Post
Topic
Board Wallet software
Re: Electrum vs Multibit
by
Herbert2020
on 10/08/2016, 12:37:32 UTC
-snip-
Yeah that sounds about right... 8 places, with 94 options per place is 94^8... which is around 6.095E+15 variations...

I guess the issue is that people are stupid and will made a password like Pass1234 and think it is secure. Most hackers are likely to just run a bruteforce on letters and numbers... 62^8 would only be around 27 years Wink

One question I do have, because I'm not sure how the password hashing functions used by the wallets (it was mentioned SHA256 and Scrypt) operate... but what is the risk of hash collision using the various functions? ie.
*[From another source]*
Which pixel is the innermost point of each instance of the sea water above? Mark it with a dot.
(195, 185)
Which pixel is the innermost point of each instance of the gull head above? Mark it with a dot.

From experience, I know of Excel spreadsheet brute forcing passwords will return a password that unlocks the sheet, but is completely different from the original password used. eg original password was Test1234 and the brute force showed aaaa1999. I assume this is due to checking the "hash" of the input password and the 2 inputs generating the same hash.

well of course security is all a matter of degrees. having an 8 character long password compared to having a 15 or having enough randomness and including symbols, ... these are all ways to increase this security.

and as for the second part of your question i am going to go with not possible but i am afraid my opinion on that matter is of no value since i have little information in that area.